2.     D’autre part, en vertu de l’article 38, paragraphe 1, sous a), du CIRS, le transfert à une société d’actifs et de passifs liés à l’exercice d’une activité économique ou professionnelle par une personne physique en échange de parts sociales n’est pas soumis à l’impôt au moment du transfert si, entre autres conditions, la personne morale à laquelle les actifs et passifs ont été transférés a son siège ou sa direction effective au Portugal. Dans ce cas, l’imposition aura lieu seulement quand et si ces actifs et passifs sont cédés par la personne morale qui les a reçus. Toutefois, un tel traitement fiscal ne s’applique pas si la personne morale à laquelle les actifs et passifs ont été transférés a son siège ou sa direction effective en dehors du Portugal. Dans ce cas, l’imposition des plus-values est immédiate.

Principaux arguments

1.    Sur le premier moyen, la Commission considère que cette imposition pénalise les personnes qui décident de quitter le territoire portugais, étant donné qu’elles subissent un traitement différent de celui appliqué à celles qui demeurent dans le pays. La Commission considère que l’avantage du report de l’imposition, en cas de bénéfices réalisés du fait de l’échange de parts sociales, ne doit pas être réservé au cas où le contribuable continue à résider sur le territoire portugais, contrairement aux cas où le contribuable transfère sa résidence dans un autre État membre ou dans un État de l’EEE. Par conséquent, la distinction établie à cet effet par l’article 10 du CIRS n’est pas compatible avec les articles 21, 45 et 49 TFUE et avec les articles 28 et 31 de l’accord EEE. De plus, la protection des créances fiscales résultant de revenus latents doit être assurée conformément au principe de proportionnalité consacré par la jurisprudence de la Cour de justice; en l’espèce, la Commission considère que la législation portugaise va au delà de ce qui est nécessaire pour atteindre les objectifs d’efficacité du régime fiscal poursuivis, la législation portugaise devant appliquer une règle identique, que la personne physique maintienne ou non sa résidence sur le territoire portugais.

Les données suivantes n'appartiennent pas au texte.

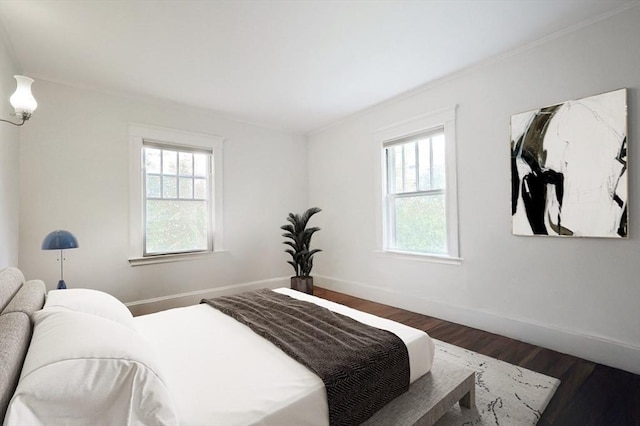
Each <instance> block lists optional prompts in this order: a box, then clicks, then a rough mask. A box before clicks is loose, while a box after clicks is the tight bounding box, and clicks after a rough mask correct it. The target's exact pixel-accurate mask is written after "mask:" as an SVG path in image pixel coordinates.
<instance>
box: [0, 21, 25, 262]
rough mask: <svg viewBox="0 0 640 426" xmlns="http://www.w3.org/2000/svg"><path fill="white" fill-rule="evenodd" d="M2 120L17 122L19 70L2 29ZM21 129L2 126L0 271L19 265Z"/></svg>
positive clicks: (7, 123) (0, 70)
mask: <svg viewBox="0 0 640 426" xmlns="http://www.w3.org/2000/svg"><path fill="white" fill-rule="evenodd" d="M0 36H1V37H0V118H2V119H5V120H13V121H16V120H15V117H13V116H11V115H9V114H11V113H12V112H13V107H11V104H10V103H9V97H10V96H11V95H12V94H13V92H14V91H15V90H16V80H15V79H14V78H13V76H14V75H15V74H17V72H18V71H17V66H16V64H15V61H14V59H13V57H12V55H11V53H10V51H9V46H8V45H7V44H6V41H7V40H6V35H5V34H4V30H3V29H2V28H1V27H0ZM18 129H19V128H18V127H16V126H12V125H11V124H8V123H2V122H0V268H4V267H5V266H17V265H18V223H19V219H18V218H19V200H20V196H19V191H20V180H19V179H20V143H19V142H20V139H19V130H18Z"/></svg>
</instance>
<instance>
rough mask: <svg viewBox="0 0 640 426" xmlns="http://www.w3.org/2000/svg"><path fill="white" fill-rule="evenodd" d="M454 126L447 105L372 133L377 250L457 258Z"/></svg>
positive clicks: (456, 231)
mask: <svg viewBox="0 0 640 426" xmlns="http://www.w3.org/2000/svg"><path fill="white" fill-rule="evenodd" d="M454 129H455V108H450V109H447V110H443V111H439V112H437V113H434V114H428V115H423V116H420V117H417V118H414V119H412V120H408V121H406V122H403V123H399V124H396V125H393V126H390V127H388V128H385V129H382V130H380V131H378V132H376V140H377V142H378V144H377V145H376V150H377V152H378V156H379V158H380V164H381V171H380V179H379V183H380V186H378V188H381V189H382V190H381V195H380V196H379V199H380V210H381V212H380V215H379V218H380V220H379V221H378V223H379V245H380V246H381V249H382V250H383V251H386V252H394V253H402V254H411V255H420V256H423V257H434V258H438V259H447V258H448V259H458V256H459V252H458V223H457V199H456V176H455V169H456V167H455V132H454Z"/></svg>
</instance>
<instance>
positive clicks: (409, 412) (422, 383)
mask: <svg viewBox="0 0 640 426" xmlns="http://www.w3.org/2000/svg"><path fill="white" fill-rule="evenodd" d="M457 402H459V403H460V407H461V409H469V408H473V407H474V406H475V372H473V371H471V370H466V369H462V368H460V367H458V366H456V365H455V364H452V363H450V362H447V361H445V360H442V359H436V360H435V361H434V363H433V367H432V368H431V371H430V372H429V373H427V374H425V375H424V376H422V377H421V378H420V379H418V380H416V381H415V382H414V383H413V384H412V385H411V386H410V387H409V390H408V391H407V392H406V393H404V394H402V395H400V396H399V397H397V398H396V399H394V400H393V401H391V402H390V403H389V404H387V405H386V406H385V407H384V408H382V409H381V410H380V411H378V412H377V413H376V414H375V415H374V416H373V417H371V418H370V419H369V420H367V421H366V422H365V423H364V424H363V426H364V425H366V426H383V425H384V426H388V425H394V426H413V425H416V426H417V425H420V426H423V425H432V424H434V423H435V422H436V421H438V419H439V418H440V417H442V416H443V415H444V414H445V413H446V412H447V411H449V410H450V409H451V408H452V407H453V406H454V405H455V404H456V403H457ZM463 407H464V408H463Z"/></svg>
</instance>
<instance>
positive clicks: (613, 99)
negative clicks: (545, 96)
mask: <svg viewBox="0 0 640 426" xmlns="http://www.w3.org/2000/svg"><path fill="white" fill-rule="evenodd" d="M627 143H628V141H627V91H626V89H620V90H616V91H613V92H609V93H604V94H601V95H596V96H591V97H588V98H583V99H580V100H575V101H567V102H563V103H560V104H557V105H551V106H547V107H544V108H540V109H538V110H535V111H529V112H524V113H521V114H515V115H513V116H511V191H512V192H511V216H512V232H513V234H514V235H549V236H560V237H570V236H572V237H611V238H627V237H628V235H627V230H628V223H627V221H628V215H627V209H628V203H629V200H628V190H627V180H628V170H627Z"/></svg>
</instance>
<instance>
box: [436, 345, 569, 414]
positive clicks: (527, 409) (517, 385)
mask: <svg viewBox="0 0 640 426" xmlns="http://www.w3.org/2000/svg"><path fill="white" fill-rule="evenodd" d="M433 340H434V342H435V344H436V353H435V357H434V365H435V363H437V362H438V359H446V360H447V361H449V362H452V363H455V364H458V365H459V366H460V367H463V368H467V369H469V370H474V371H475V372H476V406H475V408H472V409H464V408H463V409H461V408H460V406H459V404H456V405H455V406H454V407H453V408H452V409H451V410H449V411H448V412H447V413H446V414H445V415H444V416H443V417H441V418H440V420H438V422H437V423H436V426H454V425H460V426H462V425H465V426H467V425H501V426H506V425H518V426H520V425H535V424H536V423H537V422H538V420H539V419H540V416H541V415H542V412H543V411H544V409H545V407H546V406H547V404H548V403H549V401H550V400H551V397H552V396H553V394H554V393H555V391H556V389H557V388H558V386H559V385H560V380H558V379H554V378H553V377H549V376H545V375H544V374H540V373H536V372H534V371H531V370H527V369H525V368H522V367H518V366H516V365H513V364H509V363H507V362H503V361H499V360H497V359H495V358H490V357H488V356H485V355H482V354H479V353H477V352H473V351H468V350H466V349H463V348H460V347H458V346H453V345H450V344H448V343H445V342H441V341H439V340H436V339H433Z"/></svg>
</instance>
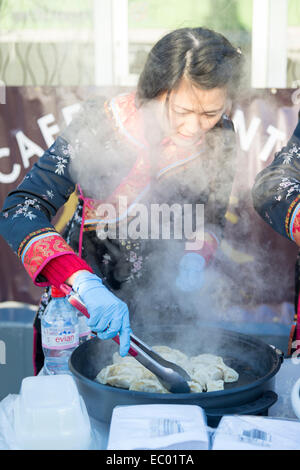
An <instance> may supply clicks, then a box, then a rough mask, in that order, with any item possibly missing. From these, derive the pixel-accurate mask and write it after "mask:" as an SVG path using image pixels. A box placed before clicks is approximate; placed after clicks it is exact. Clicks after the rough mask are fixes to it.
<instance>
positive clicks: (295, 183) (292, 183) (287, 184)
mask: <svg viewBox="0 0 300 470" xmlns="http://www.w3.org/2000/svg"><path fill="white" fill-rule="evenodd" d="M285 190H287V192H286V196H285V198H286V199H288V198H289V197H290V196H291V194H293V193H294V192H297V193H300V184H299V182H298V181H297V180H296V179H295V178H282V180H281V183H280V184H279V187H278V188H277V192H282V191H285ZM278 197H279V196H275V199H276V201H278V200H279V199H278Z"/></svg>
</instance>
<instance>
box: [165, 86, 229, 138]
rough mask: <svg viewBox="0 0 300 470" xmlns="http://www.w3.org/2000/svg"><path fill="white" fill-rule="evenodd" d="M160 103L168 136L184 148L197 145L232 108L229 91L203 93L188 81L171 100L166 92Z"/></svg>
mask: <svg viewBox="0 0 300 470" xmlns="http://www.w3.org/2000/svg"><path fill="white" fill-rule="evenodd" d="M158 100H159V102H160V104H161V107H159V110H160V111H159V122H160V124H161V127H162V129H163V133H164V135H165V136H168V137H169V138H170V139H171V140H172V141H173V142H174V143H175V144H176V145H179V146H182V147H185V146H191V145H195V144H197V142H198V141H199V140H200V139H201V138H202V137H203V136H204V134H205V133H206V132H207V131H209V130H210V129H212V128H213V127H214V126H215V125H216V124H217V122H218V121H219V120H220V118H221V116H222V114H223V113H224V111H225V110H226V108H227V107H228V105H229V103H228V99H227V90H226V88H213V89H211V90H203V89H200V88H196V87H195V86H194V85H192V84H191V82H189V81H188V80H186V79H183V80H182V81H181V83H180V85H179V87H178V88H177V89H176V90H172V91H171V93H170V94H169V96H168V95H167V92H165V93H163V94H161V95H160V96H159V98H158Z"/></svg>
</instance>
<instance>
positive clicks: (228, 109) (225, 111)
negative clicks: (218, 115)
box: [224, 98, 232, 116]
mask: <svg viewBox="0 0 300 470" xmlns="http://www.w3.org/2000/svg"><path fill="white" fill-rule="evenodd" d="M231 110H232V99H231V98H227V100H226V104H225V109H224V113H225V114H228V115H229V116H230V114H231Z"/></svg>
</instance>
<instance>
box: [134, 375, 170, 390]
mask: <svg viewBox="0 0 300 470" xmlns="http://www.w3.org/2000/svg"><path fill="white" fill-rule="evenodd" d="M129 390H135V391H139V392H149V393H169V392H168V390H167V389H166V388H165V387H163V386H162V384H161V383H160V382H159V381H158V380H150V379H144V378H141V379H140V380H134V381H133V382H132V383H131V384H130V387H129Z"/></svg>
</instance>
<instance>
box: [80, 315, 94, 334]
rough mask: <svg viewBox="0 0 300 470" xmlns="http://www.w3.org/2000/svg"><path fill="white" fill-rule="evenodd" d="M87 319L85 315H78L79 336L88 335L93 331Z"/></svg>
mask: <svg viewBox="0 0 300 470" xmlns="http://www.w3.org/2000/svg"><path fill="white" fill-rule="evenodd" d="M86 321H87V319H86V317H84V316H80V317H78V326H79V337H80V338H81V337H82V336H88V335H89V334H90V333H91V329H90V327H89V326H88V325H87V322H86Z"/></svg>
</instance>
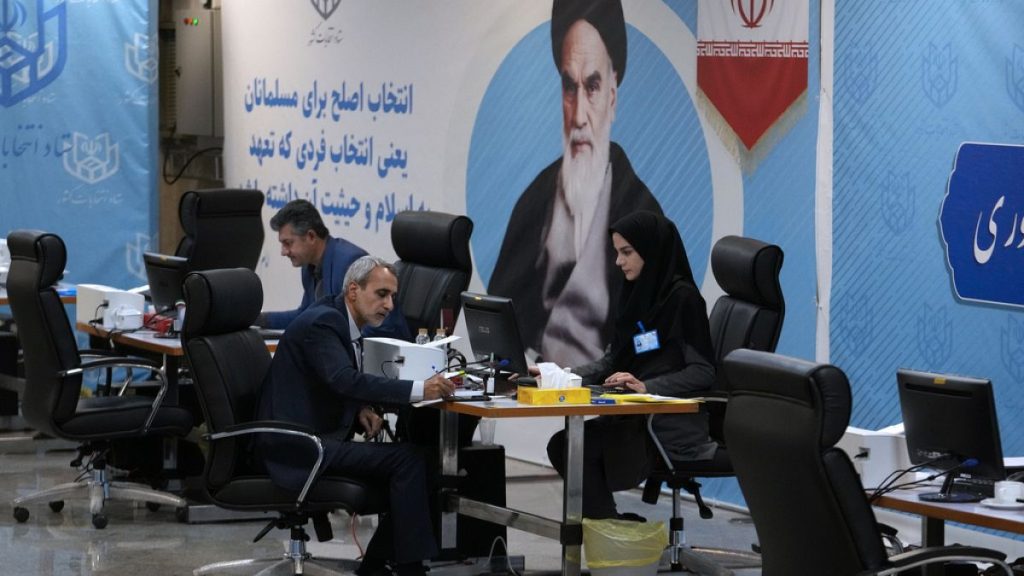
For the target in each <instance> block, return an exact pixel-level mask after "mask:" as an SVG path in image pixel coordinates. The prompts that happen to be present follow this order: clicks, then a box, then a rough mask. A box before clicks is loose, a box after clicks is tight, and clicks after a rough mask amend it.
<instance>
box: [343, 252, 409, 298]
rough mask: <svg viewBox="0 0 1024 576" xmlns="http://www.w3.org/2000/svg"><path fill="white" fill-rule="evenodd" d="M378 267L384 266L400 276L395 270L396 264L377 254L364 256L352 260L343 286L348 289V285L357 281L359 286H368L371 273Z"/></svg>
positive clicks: (363, 287)
mask: <svg viewBox="0 0 1024 576" xmlns="http://www.w3.org/2000/svg"><path fill="white" fill-rule="evenodd" d="M376 268H383V269H385V270H387V271H388V272H390V273H391V274H393V275H394V277H395V278H398V273H397V272H396V271H395V270H394V265H393V264H392V263H391V262H389V261H387V260H385V259H384V258H380V257H377V256H362V257H360V258H358V259H357V260H355V261H354V262H352V265H350V266H348V272H346V273H345V280H344V281H343V284H342V286H343V287H344V288H343V290H345V291H347V290H348V285H349V284H351V283H353V282H354V283H355V284H357V285H358V286H359V288H366V287H367V281H368V280H369V279H370V273H372V272H373V271H374V269H376Z"/></svg>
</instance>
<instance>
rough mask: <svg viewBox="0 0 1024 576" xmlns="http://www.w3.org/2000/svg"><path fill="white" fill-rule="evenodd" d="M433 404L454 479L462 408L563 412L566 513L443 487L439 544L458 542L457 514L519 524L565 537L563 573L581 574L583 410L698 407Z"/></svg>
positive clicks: (534, 529)
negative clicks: (564, 450) (491, 502)
mask: <svg viewBox="0 0 1024 576" xmlns="http://www.w3.org/2000/svg"><path fill="white" fill-rule="evenodd" d="M433 406H435V407H438V408H440V410H441V411H442V412H441V418H442V421H441V433H440V447H441V471H442V474H443V476H444V477H445V478H446V479H453V478H455V477H456V476H457V475H458V470H459V461H458V458H459V449H458V441H459V421H458V418H459V414H467V415H471V416H480V417H483V418H532V417H541V416H562V417H564V418H565V468H566V469H565V479H564V481H563V482H562V518H561V520H560V521H557V520H552V519H548V518H544V517H540V516H537V515H532V513H529V512H524V511H521V510H515V509H512V508H507V507H504V506H496V505H494V504H488V503H485V502H480V501H478V500H473V499H470V498H467V497H465V496H460V495H459V494H458V493H457V492H456V491H454V490H453V489H444V490H445V493H444V494H443V496H444V498H443V501H444V502H445V504H446V505H445V506H444V509H443V511H442V512H441V534H440V539H441V548H444V549H447V548H454V547H455V546H456V523H457V516H458V515H460V513H461V515H465V516H468V517H472V518H476V519H480V520H484V521H487V522H494V523H497V524H501V525H504V526H508V527H510V528H514V529H516V530H522V531H524V532H530V533H532V534H538V535H540V536H544V537H547V538H553V539H555V540H559V541H560V542H561V543H562V574H564V575H568V576H578V575H579V574H580V558H581V557H580V545H581V543H582V542H583V524H582V521H583V446H584V444H583V441H584V438H583V423H584V416H591V415H601V414H608V415H626V414H637V415H647V414H670V413H671V414H686V413H694V412H696V411H697V409H698V403H697V402H696V401H693V402H687V403H678V404H677V403H673V404H652V403H636V404H559V405H553V406H529V405H524V404H518V403H517V402H516V401H515V400H509V399H499V400H494V401H490V402H442V403H437V404H434V405H433Z"/></svg>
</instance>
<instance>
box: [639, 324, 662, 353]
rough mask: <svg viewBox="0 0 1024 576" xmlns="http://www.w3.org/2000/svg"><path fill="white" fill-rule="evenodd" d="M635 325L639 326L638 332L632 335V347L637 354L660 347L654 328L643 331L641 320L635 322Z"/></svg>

2.    Sur le second moyen, la Commission estime que, eu égard aux articles 49 TFUE et 31 de l’accord EEE, l’avantage accordé par l’article 38 du CIRS ne doit pas être réservé aux cas où la société qui reçoit les actifs a son siège ou sa direction effective au Portugal. La Commission estime que le Portugal doit appliquer la même règle, indépendamment du fait que la personne morale à laquelle les actifs et passifs ont été transférés a son siège ou sa direction effective sur le territoire portugais ou hors de celui-ci. Pour les mêmes motifs que ceux exposés à propos du premier moyen, la Commission considère que l’article 38 du CIRS va au delà de ce qui est nécessaire pour atteindre l’objectif qui consiste à assurer l’efficacité du régime fiscal; la Commission est d’avis que les contribuables qui exercent leur droit à la liberté d’établissement par le transfert d’actifs et de passifs à l’étranger en échange de parts sociales d’une société non résidente ne peuvent pas être soumis à une imposition antérieure à celle imposée à ceux qui effectuent ces opérations avec une entreprise résidant au Portugal.